The Trade Remedies Authority have taken the decision to level down our protections and undermine the steel sector

How are our steel sites supposed to make a business case to investors for long term projects like decarbonising, when government will speak positively about the sector one moment, only to strip away their protections from import surges the next?

This decision will damage steel sites in my constituency in Newport East and across Britain. These sites provide well paid jobs and have been at the heart of communities like ours for decades. An agenda to level up Britain is an agenda to support the steel sector, yet the Trade Remedies Authority have taken the decision to level down our protections and undermine the steel sector, just as we emerge from the pandemic.

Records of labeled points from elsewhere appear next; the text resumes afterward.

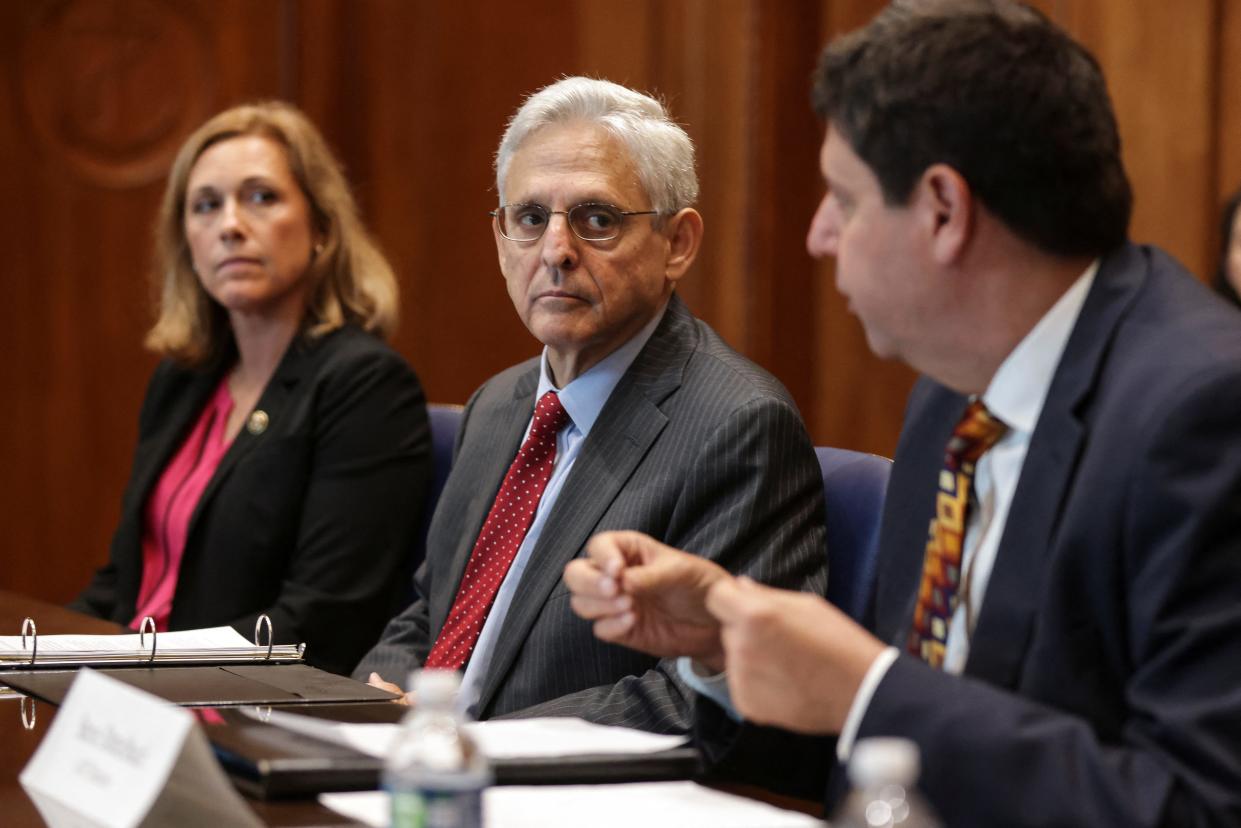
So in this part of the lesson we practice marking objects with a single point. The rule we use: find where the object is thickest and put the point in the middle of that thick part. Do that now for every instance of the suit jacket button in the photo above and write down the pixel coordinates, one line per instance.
(257, 422)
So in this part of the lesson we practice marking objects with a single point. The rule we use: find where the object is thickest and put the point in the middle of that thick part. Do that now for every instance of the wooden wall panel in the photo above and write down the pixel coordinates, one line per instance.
(1159, 60)
(1227, 102)
(413, 94)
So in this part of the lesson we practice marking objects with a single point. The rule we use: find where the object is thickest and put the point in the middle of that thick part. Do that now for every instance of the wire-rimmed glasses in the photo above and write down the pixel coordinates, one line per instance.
(591, 221)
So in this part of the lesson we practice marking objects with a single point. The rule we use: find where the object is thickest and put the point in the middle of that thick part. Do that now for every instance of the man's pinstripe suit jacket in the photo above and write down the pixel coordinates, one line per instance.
(698, 447)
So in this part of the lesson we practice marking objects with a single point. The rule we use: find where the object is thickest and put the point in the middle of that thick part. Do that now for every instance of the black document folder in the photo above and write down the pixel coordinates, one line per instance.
(269, 762)
(215, 685)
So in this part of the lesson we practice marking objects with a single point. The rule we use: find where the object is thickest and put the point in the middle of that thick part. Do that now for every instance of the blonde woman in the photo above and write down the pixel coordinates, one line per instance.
(283, 447)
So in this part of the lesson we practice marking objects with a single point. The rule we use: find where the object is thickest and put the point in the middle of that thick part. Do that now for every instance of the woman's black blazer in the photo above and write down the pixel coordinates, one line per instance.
(312, 520)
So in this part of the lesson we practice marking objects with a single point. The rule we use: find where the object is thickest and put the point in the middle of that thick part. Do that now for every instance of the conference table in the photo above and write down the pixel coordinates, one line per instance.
(24, 723)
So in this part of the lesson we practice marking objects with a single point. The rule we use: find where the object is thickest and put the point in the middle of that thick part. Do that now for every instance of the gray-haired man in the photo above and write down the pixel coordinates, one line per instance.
(645, 420)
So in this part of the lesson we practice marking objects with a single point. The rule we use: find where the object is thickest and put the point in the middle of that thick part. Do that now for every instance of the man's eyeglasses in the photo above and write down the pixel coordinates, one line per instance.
(591, 222)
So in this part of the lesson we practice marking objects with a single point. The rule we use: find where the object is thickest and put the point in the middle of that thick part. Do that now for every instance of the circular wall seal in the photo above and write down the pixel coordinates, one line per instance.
(114, 86)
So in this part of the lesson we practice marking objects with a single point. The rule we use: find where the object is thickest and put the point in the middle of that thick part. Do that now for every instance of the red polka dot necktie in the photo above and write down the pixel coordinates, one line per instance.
(941, 567)
(503, 531)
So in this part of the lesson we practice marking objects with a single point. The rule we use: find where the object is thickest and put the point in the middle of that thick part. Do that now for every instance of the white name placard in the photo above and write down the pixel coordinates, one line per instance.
(118, 757)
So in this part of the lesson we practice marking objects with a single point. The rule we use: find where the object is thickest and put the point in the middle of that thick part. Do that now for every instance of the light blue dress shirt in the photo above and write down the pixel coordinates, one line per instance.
(582, 399)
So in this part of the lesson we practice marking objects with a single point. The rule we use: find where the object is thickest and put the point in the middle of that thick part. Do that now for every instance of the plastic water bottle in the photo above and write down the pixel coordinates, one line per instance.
(434, 772)
(884, 775)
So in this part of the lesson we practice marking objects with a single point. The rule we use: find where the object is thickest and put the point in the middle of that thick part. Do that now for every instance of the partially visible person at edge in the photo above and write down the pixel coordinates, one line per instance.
(283, 447)
(1056, 613)
(1227, 274)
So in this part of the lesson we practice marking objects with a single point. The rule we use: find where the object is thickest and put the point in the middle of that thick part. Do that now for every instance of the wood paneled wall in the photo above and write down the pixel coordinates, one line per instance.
(413, 94)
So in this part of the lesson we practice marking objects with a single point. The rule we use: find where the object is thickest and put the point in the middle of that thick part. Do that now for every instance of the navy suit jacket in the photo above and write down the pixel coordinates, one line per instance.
(1103, 682)
(309, 522)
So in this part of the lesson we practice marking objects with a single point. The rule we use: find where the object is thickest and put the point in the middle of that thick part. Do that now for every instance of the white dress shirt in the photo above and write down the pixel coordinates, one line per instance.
(1015, 396)
(582, 399)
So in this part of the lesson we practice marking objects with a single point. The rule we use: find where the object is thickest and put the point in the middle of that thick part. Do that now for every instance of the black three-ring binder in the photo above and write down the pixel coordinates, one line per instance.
(264, 673)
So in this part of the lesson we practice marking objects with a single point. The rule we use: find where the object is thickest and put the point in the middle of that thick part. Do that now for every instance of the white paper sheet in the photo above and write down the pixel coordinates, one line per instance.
(214, 637)
(650, 805)
(503, 739)
(119, 757)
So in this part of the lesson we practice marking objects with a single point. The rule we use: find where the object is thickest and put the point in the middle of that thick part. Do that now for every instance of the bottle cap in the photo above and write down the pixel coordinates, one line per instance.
(432, 687)
(881, 760)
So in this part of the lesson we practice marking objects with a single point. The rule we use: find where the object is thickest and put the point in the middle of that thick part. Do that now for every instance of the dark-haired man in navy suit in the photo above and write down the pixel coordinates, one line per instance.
(1057, 613)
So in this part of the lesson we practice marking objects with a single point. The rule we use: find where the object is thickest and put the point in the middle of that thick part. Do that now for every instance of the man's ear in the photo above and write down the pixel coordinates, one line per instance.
(684, 234)
(947, 206)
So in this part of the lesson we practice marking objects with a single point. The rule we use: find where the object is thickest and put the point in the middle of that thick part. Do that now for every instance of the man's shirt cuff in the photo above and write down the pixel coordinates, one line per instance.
(712, 685)
(861, 702)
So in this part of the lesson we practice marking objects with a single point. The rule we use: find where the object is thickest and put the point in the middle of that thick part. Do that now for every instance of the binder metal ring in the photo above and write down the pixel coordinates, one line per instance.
(29, 625)
(259, 623)
(142, 636)
(29, 713)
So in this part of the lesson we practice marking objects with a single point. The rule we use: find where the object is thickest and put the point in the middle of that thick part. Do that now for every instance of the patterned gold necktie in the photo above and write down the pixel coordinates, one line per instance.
(941, 569)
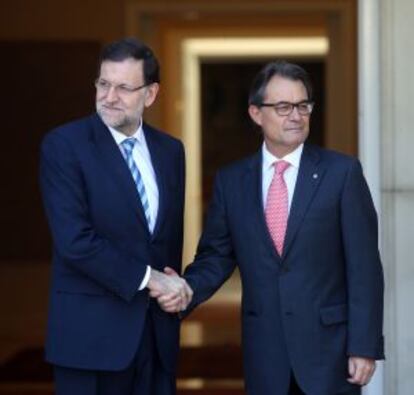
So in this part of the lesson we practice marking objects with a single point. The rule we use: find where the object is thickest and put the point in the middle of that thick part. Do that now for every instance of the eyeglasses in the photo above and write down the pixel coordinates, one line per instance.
(285, 108)
(121, 90)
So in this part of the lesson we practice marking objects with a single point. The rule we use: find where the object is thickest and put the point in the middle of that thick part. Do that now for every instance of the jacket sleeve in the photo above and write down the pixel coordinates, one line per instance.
(214, 261)
(363, 267)
(75, 240)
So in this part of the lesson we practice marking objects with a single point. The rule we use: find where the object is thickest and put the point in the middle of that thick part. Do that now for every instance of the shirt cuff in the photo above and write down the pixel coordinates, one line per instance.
(144, 282)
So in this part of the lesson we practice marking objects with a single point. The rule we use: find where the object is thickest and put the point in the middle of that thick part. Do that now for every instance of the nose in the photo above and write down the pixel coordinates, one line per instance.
(294, 115)
(111, 95)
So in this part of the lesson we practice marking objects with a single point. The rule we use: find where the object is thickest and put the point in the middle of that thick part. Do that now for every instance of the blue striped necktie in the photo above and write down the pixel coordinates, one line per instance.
(128, 146)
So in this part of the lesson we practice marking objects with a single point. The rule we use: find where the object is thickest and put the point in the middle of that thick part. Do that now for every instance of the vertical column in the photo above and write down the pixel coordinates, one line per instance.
(369, 120)
(397, 57)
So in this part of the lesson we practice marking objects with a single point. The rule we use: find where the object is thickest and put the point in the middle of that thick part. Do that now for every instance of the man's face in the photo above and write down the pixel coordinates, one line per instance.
(282, 133)
(118, 102)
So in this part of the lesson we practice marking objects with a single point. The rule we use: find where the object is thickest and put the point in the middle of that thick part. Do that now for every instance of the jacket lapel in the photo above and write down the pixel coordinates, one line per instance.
(158, 163)
(116, 166)
(309, 178)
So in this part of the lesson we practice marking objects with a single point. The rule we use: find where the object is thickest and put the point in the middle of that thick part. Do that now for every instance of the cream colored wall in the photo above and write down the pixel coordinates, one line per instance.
(397, 89)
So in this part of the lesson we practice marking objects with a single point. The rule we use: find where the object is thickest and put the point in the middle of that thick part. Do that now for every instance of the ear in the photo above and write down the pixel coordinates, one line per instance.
(151, 94)
(255, 114)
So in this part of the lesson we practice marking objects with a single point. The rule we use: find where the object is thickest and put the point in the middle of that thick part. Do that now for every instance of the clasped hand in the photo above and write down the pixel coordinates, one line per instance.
(171, 291)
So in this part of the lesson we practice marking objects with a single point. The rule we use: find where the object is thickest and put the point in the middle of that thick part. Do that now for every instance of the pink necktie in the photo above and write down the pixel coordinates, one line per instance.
(276, 211)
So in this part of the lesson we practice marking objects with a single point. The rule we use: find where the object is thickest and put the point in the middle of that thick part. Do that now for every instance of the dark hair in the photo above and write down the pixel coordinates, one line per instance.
(128, 48)
(280, 68)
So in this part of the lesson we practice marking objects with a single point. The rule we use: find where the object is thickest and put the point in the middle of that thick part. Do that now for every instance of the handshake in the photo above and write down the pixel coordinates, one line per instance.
(171, 291)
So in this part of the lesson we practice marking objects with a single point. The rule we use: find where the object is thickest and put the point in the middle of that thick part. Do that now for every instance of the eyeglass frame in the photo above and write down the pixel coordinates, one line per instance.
(120, 89)
(310, 104)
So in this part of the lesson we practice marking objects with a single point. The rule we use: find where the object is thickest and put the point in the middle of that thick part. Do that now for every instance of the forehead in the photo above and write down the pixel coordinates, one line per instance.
(284, 89)
(128, 70)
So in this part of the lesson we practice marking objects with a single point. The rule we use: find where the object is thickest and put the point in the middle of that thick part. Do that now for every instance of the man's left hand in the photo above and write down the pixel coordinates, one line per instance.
(360, 370)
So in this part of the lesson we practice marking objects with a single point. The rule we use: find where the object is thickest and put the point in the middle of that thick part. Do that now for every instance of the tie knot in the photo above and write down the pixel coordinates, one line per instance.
(128, 144)
(281, 166)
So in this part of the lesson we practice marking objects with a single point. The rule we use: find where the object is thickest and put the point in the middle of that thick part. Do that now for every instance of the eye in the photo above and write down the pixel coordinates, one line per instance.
(102, 84)
(285, 107)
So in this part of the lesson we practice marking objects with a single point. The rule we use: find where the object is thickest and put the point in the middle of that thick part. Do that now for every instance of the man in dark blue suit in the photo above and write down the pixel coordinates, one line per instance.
(113, 191)
(299, 223)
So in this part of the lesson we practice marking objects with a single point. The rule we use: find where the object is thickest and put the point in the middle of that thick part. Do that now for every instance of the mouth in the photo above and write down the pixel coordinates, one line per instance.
(294, 130)
(110, 108)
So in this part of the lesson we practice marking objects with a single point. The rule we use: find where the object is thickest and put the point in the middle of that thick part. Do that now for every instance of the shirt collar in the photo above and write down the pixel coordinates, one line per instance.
(293, 158)
(120, 137)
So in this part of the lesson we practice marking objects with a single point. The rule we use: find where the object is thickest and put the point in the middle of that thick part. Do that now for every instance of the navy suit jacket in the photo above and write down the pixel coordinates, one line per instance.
(322, 300)
(102, 245)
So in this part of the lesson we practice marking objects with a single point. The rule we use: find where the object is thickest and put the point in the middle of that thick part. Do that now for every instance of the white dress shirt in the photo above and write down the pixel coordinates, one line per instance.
(290, 175)
(142, 158)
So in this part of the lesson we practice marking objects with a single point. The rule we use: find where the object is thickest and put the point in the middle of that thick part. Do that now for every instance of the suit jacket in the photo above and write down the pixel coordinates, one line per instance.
(102, 245)
(322, 300)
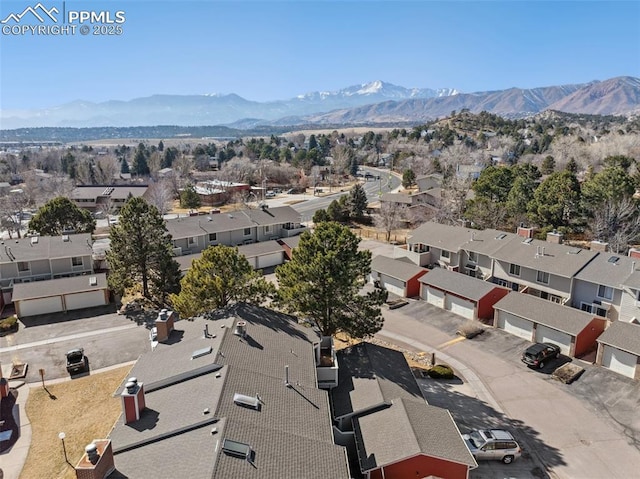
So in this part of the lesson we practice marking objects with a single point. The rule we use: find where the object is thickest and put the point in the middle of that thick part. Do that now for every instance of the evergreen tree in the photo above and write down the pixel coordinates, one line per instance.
(220, 277)
(323, 282)
(141, 252)
(61, 214)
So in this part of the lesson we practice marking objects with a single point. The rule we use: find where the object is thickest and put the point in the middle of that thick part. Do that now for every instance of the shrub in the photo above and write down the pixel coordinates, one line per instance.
(441, 371)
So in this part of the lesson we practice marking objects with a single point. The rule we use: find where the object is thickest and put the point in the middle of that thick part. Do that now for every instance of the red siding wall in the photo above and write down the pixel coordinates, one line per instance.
(485, 305)
(586, 339)
(422, 466)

The government set up the Trade Remedies Authority and designed a system where there is almost no flexibility for the Secretary of State to consider the wider public interest or the wider economic impact of the recommendations made by the TRA. Instead, she can either reject the recommendations she has been given, meaning that the entire suite of measures would expire on 30th June, or she can accept a flawed outcome from a flawed process. 

The Secretary of State’s decision is one that will affect jobs and investment for years to come. She should not hide behind officials and arm’s length bodies but rather demand that the TRA reconsiders their position and considers a wider range of factors. Liz Truss has said that she is reviewing her powers on TRA decisions, but for the steel sector that is too little, too late.

When the government are challenged on the lack of support for the steel sector – from procurement to electricity prices – they are quick to point to the benefits of Brexit for the sector. They argue that they will be able to channel more public procurement and be free of EU state aid rules that have prevented action in the past. Yet now, the EU are maintaining their own steel safeguards. The US are maintaining theirs. In a global steel market that is characterised by overcapacity, we will become one of the least protected of the major steel markets.

The steel sector deserves much more than to be collateral damage as the TRA is reformed, and the government's response on this issue will prove to be a major test of its commitment to supporting our steel industry - a sector which should be front and centre of a forward-looking industrial strategy.

 

Jessica Morden is the Labour MP for Newport East.